Another brown envelope

For those of you following the episodes of this blog, and I know there are a few, you will no doubt wonder if I have received another mystery donation, (all except one of you who will know it wasn’t them!) but, no, it wasn’t the kind that arrive in the post.  This one had been sitting in an old box file for several years since my mother had died with her (or maybe my father's) handwriting on it with the daunting words ‘David – Christ’s Hospital’.  I was prompted to open it as a result of recently looking through the parcel of old photographs my sister sent me.

Those who have read my previous scribblings will also know that Christ’s Hospital was the school I was sent to.  I always used to say ‘was sent to’, not just because it is deliberately ungrammatical, but also because that what it always felt like.  The school felt like a punishment for a life crime, although I was too young and far too immature at the time to understand the nature of the crime I may have committed.  Perhaps CH was the place I would find out.  It was certainly Jesuitical enough to be that for many, and why not me?  It took me seven years to begin to realise and now almost seventy to fully realise it was just supposed to be a great school.  It wasn’t.  I hit my knuckles time and time again on the regime and the school hit me back.  Forty strokes of the cane on my pink behind during my incarceration and endless ‘miles’ and ‘loops’, the running punishment older boys (strangely called ‘Grecians’) could impose on the feckless and frightened ‘squits’ as the first years were unaffectionately called.

A memory returns. I am offering a boy a Quality Street chocolate on what may have been my first day in the place.  The large tin had been a going away present from the little old lady (she was probably in her forties) for whom I worked on Saturday morning delivering flowers from her flower shop on the High Street. We are standing in the Day Room waiting for the bell.  (Even that sentence sums up the regime.)  I am feeling desperate and alone.  I open the chocolates and offer the tin to a stranger who might have been a year older than me. “You don’t offer us chocolates. You don’t even talk to us.” His curt reply laid the first brick in the foundation of the walls I built around myself from then on.

Don’t misunderstand me.  Those walls have had their uses over the years.  Without them I would not be the self-sufficient eccentric show-off you see today, emerging from the shadows of my subconscious to amuse and entertain! And I have a strong in-built scepticism about religion and the power of the Church to do good.  I also think I have, by default, a real sense of what a good education can be. But overall I hated every aspect of what the place was and I don’t think any of the positives outweighed the terrible negatives.
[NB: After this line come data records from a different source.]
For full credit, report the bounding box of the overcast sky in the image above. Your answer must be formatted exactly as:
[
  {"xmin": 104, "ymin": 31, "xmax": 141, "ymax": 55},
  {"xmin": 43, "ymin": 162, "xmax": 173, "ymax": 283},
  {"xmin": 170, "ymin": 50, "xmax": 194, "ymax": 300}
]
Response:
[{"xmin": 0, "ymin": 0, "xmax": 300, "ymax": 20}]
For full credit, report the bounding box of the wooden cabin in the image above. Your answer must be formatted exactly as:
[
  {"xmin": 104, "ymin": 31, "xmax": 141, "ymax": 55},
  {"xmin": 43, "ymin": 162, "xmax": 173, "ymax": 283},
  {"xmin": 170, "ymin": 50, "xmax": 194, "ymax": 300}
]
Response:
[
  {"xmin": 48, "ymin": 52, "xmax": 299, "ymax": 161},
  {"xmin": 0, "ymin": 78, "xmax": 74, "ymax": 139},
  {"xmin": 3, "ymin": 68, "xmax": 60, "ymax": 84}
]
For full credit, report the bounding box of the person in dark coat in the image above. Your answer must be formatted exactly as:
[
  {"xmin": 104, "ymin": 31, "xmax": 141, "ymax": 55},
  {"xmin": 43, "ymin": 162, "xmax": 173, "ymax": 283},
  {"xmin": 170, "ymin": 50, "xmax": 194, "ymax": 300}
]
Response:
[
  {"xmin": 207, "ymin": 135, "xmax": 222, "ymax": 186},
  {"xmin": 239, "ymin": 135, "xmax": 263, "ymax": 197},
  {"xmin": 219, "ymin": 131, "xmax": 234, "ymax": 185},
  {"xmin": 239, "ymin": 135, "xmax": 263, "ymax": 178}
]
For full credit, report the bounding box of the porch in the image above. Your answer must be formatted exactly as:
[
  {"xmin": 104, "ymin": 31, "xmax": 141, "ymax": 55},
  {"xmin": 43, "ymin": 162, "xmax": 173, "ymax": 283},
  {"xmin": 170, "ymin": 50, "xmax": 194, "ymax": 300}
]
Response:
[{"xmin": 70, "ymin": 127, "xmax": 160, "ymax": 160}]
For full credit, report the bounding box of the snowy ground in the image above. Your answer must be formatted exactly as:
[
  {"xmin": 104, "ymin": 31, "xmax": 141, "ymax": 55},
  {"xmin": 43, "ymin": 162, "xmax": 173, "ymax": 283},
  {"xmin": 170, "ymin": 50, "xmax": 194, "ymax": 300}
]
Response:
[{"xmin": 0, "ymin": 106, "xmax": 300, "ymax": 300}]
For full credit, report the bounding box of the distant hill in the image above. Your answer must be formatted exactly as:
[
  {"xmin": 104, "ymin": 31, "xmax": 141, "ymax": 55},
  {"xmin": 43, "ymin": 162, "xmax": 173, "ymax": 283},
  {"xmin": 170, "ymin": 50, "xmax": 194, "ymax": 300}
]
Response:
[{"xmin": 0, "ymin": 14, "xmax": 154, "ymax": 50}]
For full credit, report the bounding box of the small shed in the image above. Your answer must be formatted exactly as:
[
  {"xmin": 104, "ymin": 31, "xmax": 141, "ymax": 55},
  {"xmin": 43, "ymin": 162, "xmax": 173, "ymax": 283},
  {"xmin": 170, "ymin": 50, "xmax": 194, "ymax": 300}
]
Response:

So what did the envelope contain?  A selection of the finely crafted letters I wrote home every week for seven years? Some reminder of an excellent piece of learning I had achieved?  No of course, you guessed.  The envelope contained letters from the Headmaster saying I was in trouble, eventually expelled (‘asked to leave’ he called it), Richard’s (my father’s) appeal to them to have me reinstated, and a few of my letters all dealing with all the occasions on which I was in such deep trouble there and my apparent shame and contrition.

So, once again, the fact of my past crimes and misdemeanours return to haunt my present and my memories of ‘what might have been and what has been Point toward one end, which is always present’ (TS Eliot). No wonder I had strange dreams last night!

The moral is burn all boarding schools, confine them with Mr M'Choakumchild to Room 101 or rather confine them to history so we don’t forget them and their lasting legacy. Raise your children at home, however hard it is.